How to learn Multiple Experiments And Interaction Risks for Experiment Design in Data Scientist for free

Why this matters

Data Scientists often run several experiments at the same time. If these collide, your metrics can be biased or diluted, leading to wrong decisions and wasted traffic.

Prioritization: choose which tests can safely run in parallel.
Design: pick traffic splits and bucketing that reduce collisions.
Inference: adjust for multiple comparisons to avoid false wins.
Operations: set guardrails to catch harmful interactions quickly.

Concept explained simply

When two or more experiments run together, they can influence each other. This is called interaction or interference. Example: a pricing test and a notification test both try to change the same user behavior (purchase). The effect you measure for one test may be inflated, reduced, or even reversed because of the other.

Mental model

Think of your product as a marketplace of limited attention and supply. Experiments compete for the same users, impressions, sessions, or supply (e.g., recommendations, ad slots). Interactions occur when experiments share any of these resources.

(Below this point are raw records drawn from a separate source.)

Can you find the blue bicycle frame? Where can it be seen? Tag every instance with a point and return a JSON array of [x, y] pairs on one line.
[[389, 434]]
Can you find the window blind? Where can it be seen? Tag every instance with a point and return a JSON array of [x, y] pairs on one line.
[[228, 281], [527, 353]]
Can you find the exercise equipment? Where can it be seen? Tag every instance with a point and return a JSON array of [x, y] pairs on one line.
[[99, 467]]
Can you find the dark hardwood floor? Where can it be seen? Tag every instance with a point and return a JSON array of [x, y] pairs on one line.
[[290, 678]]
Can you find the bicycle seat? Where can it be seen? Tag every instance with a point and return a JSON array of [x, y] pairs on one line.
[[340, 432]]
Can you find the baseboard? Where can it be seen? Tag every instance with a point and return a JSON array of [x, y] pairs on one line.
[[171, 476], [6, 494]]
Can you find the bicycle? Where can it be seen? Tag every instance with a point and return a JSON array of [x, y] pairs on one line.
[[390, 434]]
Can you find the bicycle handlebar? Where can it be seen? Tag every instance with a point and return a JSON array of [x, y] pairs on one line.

Common interaction channels

Sample overlap: the same user/session can be in multiple tests.
Surface overlap: tests change the same page, slot, or component.
Saturation/spillover: one user’s treatment affects others (network effects).
Carryover: earlier exposures affect later behavior (e.g., novelty, learning).
Shared systems: ranking, recommendations, auctions, caches.

Key risks and when they appear

Contamination: A user sees both treatments; effects mix.
Collision: Two experiments try to fill the same UI slot.
Suppression/cannibalization: One experiment steals conversions from another.
Metric drift: A shared system (like search ranking) shifts baselines globally.
Multiplicity: Many tests inflate Type I error (false positives).

Planning: parallel vs sequential

Run sequentially when: high interaction risk, safety-critical changes, or global systems (ranking/auction) are involved.
Run in parallel when: disjoint audiences or surfaces, or when using strong isolation (MEGs) and guardrails.

Quick decision flow

Do tests share users or surfaces? If yes, risk is medium-high.
Does one test affect allocation/supply for the other (ranking, inventory)? If yes, run sequentially or use strong isolation.
Is interaction itself of interest? If yes, prefer a factorial design.

Designing for minimal interaction

Mutually Exclusive Groups (MEGs)

Partition users into non-overlapping buckets. Each experiment only uses its assigned MEG. This greatly reduces interference at the user level.

Trade-off: Each experiment gets less traffic, increasing runtime.
Tip: Keep a small global holdout/unused MEG for emergencies or future priority tests.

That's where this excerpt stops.